⁸ Department of Neurology, Wuhan Children's Hospital, Tongji Medical College, Huazhong University of Science and Technology, Wuhan, China.
⁹ Department of Pediatrics, Linyi People's Hospital, Linyi, China.
¹⁰ Department of Pediatrics, The Third Affiliated Hospital of Zhengzhou University, Zhengzhou, China.

Abstract

Objective: This study aimed to obtain a comprehensive understanding of the genetic and phenotypic aspects of GABRG2-related epilepsy and its prognosis and to explore the potential prospects for personalized medicine.

Methods: Through a multicenter collaboration in China, we analyzed the genotype-phenotype correlation and antiseizure medication (ASM) of patients with GABRG2-related epilepsy. The three-dimensional protein structure of the GABRG2 variant was modeled to predict the effect of GABRG2 missense variants using PyMOL 2.3 software.

Results: In 35 patients with GABRG2 variants, 22 variants were de novo, and 18 variants were novel.
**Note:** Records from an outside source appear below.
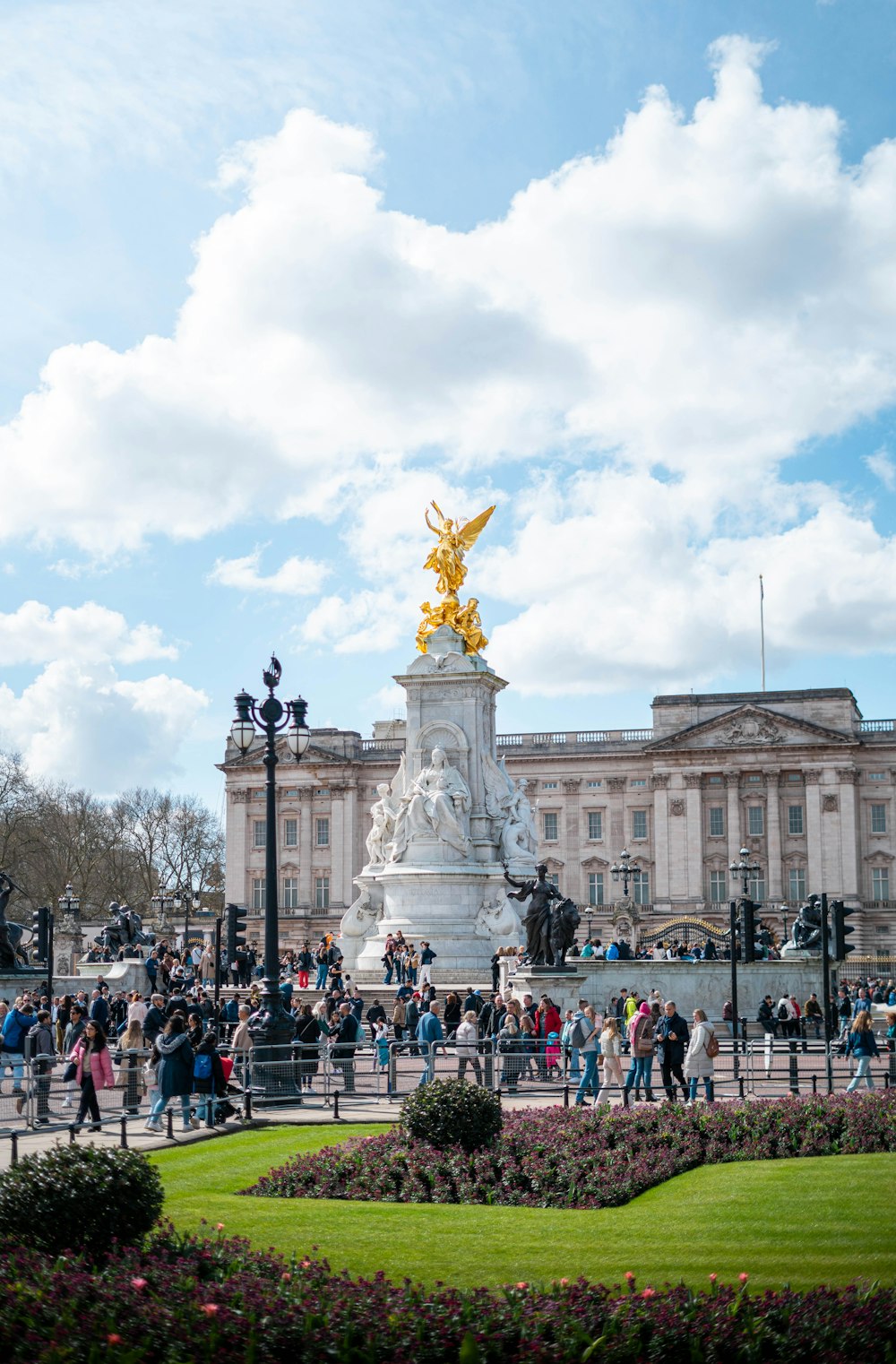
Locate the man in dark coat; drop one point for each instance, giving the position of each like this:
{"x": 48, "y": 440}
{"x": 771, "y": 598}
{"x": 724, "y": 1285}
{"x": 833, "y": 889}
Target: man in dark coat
{"x": 671, "y": 1042}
The seizure onset age was ranged from 2 days after birth to 34 months (median age: 9 months). The seizure onset age was less than 1 year old in 22 patients (22/35, 62.9%). Seizure types included focal seizures (68.6%), generalized tonic-clonic seizures (60%), myoclonic seizures (14.3%), and absence seizures (11.4%). Other clinical features included fever-sensitive seizures (91.4%), cluster seizures (57.1%), and developmental delay (45.7%). Neuroimaging was abnormal in 2 patients, including dysplasia of the frontotemporal cortex and delayed myelination of white matter. Twelve patients were diagnosed with febrile seizures plus, eleven with epilepsy and developmental delay, two with Dravet syndrome, two with developmental and epileptic encephalopathy, two with focal epilepsy, two with febrile seizures, and four with unclassified epilepsy. The proportions of patients with missense variants in the extracellular region and the transmembrane region exhibiting developmental delay were 40% and 63.2%, respectively. The last follow-up age ranged from 11 months to 17 years. Seizures were controlled in 71.4% of patients, and 92% of their seizures were controlled by valproate and/or levetiracetam.

Conclusion: The clinical features of GABRG2-related epilepsy included seizure onset, usually in infancy, and seizures were fever-sensitive. More than half of the patients had cluster seizures. Phenotypes of GABRG2-related epilepsy were ranged from mild febrile seizures to severe epileptic encephalopathies. Most patients with GABRG2 variants who experienced seizures had a good prognosis. Valproate and levetiracetam were effective treatments for most patients.

Keywords: GABRG2; epilepsy; fever-sensitive; infancy; prognosis.